Les noces barbares (Yann Quéffelec)

noces barbares

Date de publication : 1987
Maison d’édition : Gallimard Folio
Nombre de pages : 352
Quatrième de couverture : « Fruit d’une alliance barbare et d’un grand amour déçu, Ludovic, enfant haï par sa trop jeune mère – Nicole – et ses grands-parents, vit ses premières années caché dans un grenier.La situation ne s’arrange guère après le mariage de Nicole avec Micho, brave et riche mécanicien qui cherche à protéger Ludovic. Hantée par ses amours brisées, sombrant dans l’alcoolisme et méprisant son mari, la jeune femme fait enfermer son fils dans une institution pour débiles légers. Mais Ludovic n’est pas l’arriéré qu’on veut faire de lui. Il ne cesse de rêver à sa mère qu’il adore et qu’il redoute. Même une première expérience amoureuse ne parvient pas à l’en détourner.

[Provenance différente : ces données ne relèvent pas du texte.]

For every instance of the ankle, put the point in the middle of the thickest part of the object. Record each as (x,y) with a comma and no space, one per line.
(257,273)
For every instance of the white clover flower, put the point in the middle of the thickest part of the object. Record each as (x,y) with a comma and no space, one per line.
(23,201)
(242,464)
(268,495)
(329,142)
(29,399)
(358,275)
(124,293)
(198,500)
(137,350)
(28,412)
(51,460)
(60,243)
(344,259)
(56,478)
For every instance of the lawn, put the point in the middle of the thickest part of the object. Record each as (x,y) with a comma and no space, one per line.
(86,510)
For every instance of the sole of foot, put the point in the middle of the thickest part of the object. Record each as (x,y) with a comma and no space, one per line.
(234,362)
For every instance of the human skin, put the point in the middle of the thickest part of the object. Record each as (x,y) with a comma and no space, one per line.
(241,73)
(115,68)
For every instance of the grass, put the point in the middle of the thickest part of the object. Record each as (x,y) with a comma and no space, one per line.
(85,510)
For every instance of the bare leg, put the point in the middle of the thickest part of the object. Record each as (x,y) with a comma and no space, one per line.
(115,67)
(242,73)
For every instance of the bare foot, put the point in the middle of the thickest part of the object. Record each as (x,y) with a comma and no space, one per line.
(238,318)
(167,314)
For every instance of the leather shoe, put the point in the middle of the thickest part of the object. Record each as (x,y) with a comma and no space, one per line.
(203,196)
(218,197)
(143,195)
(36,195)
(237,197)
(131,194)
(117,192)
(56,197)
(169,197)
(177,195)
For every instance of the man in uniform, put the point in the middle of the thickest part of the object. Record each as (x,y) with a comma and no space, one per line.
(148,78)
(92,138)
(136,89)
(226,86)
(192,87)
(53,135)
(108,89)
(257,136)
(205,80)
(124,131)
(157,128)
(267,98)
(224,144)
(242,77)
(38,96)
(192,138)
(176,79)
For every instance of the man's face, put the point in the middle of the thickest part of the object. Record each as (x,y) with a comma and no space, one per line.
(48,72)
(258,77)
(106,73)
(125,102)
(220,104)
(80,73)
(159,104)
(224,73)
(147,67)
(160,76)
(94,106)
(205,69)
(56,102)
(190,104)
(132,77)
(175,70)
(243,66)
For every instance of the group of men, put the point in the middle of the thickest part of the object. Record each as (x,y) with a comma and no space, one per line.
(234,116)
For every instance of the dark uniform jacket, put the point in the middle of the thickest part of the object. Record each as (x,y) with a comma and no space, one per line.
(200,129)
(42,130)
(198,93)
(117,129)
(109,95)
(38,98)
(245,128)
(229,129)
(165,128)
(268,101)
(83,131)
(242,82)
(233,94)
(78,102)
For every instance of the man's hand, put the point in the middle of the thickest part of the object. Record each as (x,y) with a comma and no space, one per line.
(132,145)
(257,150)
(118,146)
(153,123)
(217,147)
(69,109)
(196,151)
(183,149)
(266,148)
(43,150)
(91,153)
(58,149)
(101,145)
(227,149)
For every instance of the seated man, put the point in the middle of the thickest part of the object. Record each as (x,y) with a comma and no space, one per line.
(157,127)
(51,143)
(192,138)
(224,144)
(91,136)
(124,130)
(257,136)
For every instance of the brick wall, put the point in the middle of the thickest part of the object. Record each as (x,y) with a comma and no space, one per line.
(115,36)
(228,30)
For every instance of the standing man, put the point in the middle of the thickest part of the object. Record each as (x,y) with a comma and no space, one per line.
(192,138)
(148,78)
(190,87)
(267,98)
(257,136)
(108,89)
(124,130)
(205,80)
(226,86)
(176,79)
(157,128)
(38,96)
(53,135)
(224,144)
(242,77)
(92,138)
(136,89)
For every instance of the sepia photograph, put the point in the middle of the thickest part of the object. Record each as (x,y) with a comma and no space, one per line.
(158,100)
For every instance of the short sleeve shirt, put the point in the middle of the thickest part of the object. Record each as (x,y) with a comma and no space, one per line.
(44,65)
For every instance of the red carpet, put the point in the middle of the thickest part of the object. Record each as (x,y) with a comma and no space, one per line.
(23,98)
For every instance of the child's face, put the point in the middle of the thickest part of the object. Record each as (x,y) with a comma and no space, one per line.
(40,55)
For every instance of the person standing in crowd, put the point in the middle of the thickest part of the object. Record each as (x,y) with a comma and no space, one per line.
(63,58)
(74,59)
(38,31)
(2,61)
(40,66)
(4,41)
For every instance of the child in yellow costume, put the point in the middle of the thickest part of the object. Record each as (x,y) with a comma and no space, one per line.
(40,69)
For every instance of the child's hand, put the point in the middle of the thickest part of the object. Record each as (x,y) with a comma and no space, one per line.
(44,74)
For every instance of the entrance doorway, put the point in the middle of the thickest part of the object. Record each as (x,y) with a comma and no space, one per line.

Son seul but, son unique lumière : la retrouver. […] »

Je suis sortie de cette lecture franchement bouleversée, autant en raison de l’histoire monstrueuse qui y est racontée qu’en raison de la façon dont elle est racontée. Les mots y sont en effet particulièrement bien choisis. Ils sont parfois crus et violents : la scène du viol au début du roman est particulièrement éprouvante de ce point de vue, nous faisant d’emblée pénétrer dans une atmosphère lourde, glauque, qui perdurera jusqu’à la fin. Ils sont parfois au contraire délicats et poétiques, notamment quand il est question de la relation entre Ludo et Nicole, du moins du point de vue du fils, puisqu’il est abhorré par sa mère, ou de l’aventure du jeune homme dans son épave. Pour cette raison, je me suis rapidement attachée à ce jeune homme, rejeté par tous ou presque en raison de sa conception dans la violence et la barbarie.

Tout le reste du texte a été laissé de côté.